- Merged firm valued at £10 billion
- Mondi sees ‘substantial’ synergies
- Mondi board to dominate new firm
The UK M&A (mergers and acquisitions) juggernaut rolls on with confirmation today of more consolidation in the paper and packaging sector after DS Smith (SMDS) agreed to a revised bid from rival Mondi (MNDI).
Shares in DS Smith gained 7% to 350p while Mondi shares eased 2% to £13.53.
SUBSTANTIAL SYNERGIES
The two firms revealed they were in talks in early February, when DS Smith stock was trading at around 280p, and today’s all-share deal implies a price of 373p or a 33% premium, creating a group with a market value of around £10 billion.
Under the terms of the deal, Mondi shareholders will own 54% of the merged company and DS Smith shareholders 46%, while Mondi chairman Philip Yea, chief executive Andrew King and chief financial officer Mike Powell will assume the same roles at the new firm.

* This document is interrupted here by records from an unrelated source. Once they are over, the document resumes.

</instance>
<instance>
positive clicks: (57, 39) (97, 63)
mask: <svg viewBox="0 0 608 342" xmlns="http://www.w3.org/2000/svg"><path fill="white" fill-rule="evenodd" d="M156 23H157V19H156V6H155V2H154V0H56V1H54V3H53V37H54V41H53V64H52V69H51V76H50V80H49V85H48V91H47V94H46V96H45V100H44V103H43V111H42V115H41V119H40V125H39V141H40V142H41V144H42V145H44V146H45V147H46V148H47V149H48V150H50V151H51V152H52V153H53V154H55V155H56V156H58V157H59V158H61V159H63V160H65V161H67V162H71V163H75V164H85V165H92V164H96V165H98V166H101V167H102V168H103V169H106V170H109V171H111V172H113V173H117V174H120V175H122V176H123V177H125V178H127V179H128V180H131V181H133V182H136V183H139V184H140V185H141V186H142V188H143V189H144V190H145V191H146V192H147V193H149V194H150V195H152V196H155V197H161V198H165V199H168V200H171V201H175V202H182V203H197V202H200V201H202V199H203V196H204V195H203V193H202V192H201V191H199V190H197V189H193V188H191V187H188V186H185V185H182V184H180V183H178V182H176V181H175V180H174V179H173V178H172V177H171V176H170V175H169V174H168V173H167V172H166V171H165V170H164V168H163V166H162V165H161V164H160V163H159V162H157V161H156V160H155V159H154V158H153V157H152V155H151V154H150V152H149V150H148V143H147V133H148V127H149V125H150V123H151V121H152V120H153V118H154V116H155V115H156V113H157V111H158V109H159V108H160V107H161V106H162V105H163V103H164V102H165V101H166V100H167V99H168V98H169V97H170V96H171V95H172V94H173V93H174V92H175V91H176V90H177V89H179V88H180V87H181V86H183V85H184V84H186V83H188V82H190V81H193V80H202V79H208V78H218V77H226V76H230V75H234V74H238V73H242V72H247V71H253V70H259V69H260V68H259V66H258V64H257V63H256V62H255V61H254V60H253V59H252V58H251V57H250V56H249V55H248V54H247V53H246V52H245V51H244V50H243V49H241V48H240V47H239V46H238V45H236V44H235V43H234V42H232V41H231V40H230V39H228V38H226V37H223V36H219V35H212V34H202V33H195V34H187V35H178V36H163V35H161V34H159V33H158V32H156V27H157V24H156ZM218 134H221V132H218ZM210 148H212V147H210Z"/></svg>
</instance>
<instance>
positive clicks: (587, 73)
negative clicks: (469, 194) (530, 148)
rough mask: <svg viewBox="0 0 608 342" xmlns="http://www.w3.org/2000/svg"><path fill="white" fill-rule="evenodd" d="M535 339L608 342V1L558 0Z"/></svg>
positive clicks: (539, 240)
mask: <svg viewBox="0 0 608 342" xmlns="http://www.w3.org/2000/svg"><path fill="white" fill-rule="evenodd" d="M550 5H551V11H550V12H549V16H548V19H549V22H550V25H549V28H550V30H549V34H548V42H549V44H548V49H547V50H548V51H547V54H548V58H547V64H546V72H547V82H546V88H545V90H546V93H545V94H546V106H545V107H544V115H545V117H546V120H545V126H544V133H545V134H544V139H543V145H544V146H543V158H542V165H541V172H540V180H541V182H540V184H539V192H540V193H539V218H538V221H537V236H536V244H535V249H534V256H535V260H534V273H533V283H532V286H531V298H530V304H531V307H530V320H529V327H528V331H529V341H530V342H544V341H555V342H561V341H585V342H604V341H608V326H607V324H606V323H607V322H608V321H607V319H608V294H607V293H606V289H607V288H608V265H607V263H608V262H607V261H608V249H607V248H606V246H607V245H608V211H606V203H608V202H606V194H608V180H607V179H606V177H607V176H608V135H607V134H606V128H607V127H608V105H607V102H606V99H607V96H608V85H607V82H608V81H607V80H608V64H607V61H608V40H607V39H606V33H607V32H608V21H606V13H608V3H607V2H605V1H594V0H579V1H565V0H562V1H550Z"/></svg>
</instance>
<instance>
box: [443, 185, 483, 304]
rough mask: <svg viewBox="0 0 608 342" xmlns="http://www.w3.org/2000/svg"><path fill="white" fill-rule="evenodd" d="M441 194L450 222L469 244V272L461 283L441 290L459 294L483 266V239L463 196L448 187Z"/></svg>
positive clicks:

Combining the two businesses is expected to generate annual cost savings of as much as $400 million according to analysts and will put the merged group on a firmer footing to compete with arch-rival Smurfitt Kappa (SKG) which last year agreed to buy US-based WestRock in an $11 billion deal.
TOUGH MARKET
Demand for packaging of all kinds soared after the pandemic as ecommerce went through the roof, but that bump is well and truly over and online shopping has more or less returned to pre-Covid levels.
In its third-quarter results, DS Smith reported flat like-for-like volumes in the three months to the start of November with an uptick in North America offsetting weakness in Northern Europe.
Tight cost control and the ability to raise prices are crucial in an industry where volumes are key.
DS Smith chief executive Miles Smith flagged his firm’s ‘resilient performance despite tough economic conditions’ and said his focus was on ‘driving operational efficiency and cost control across the group’ in order to meet market expectations for the full year.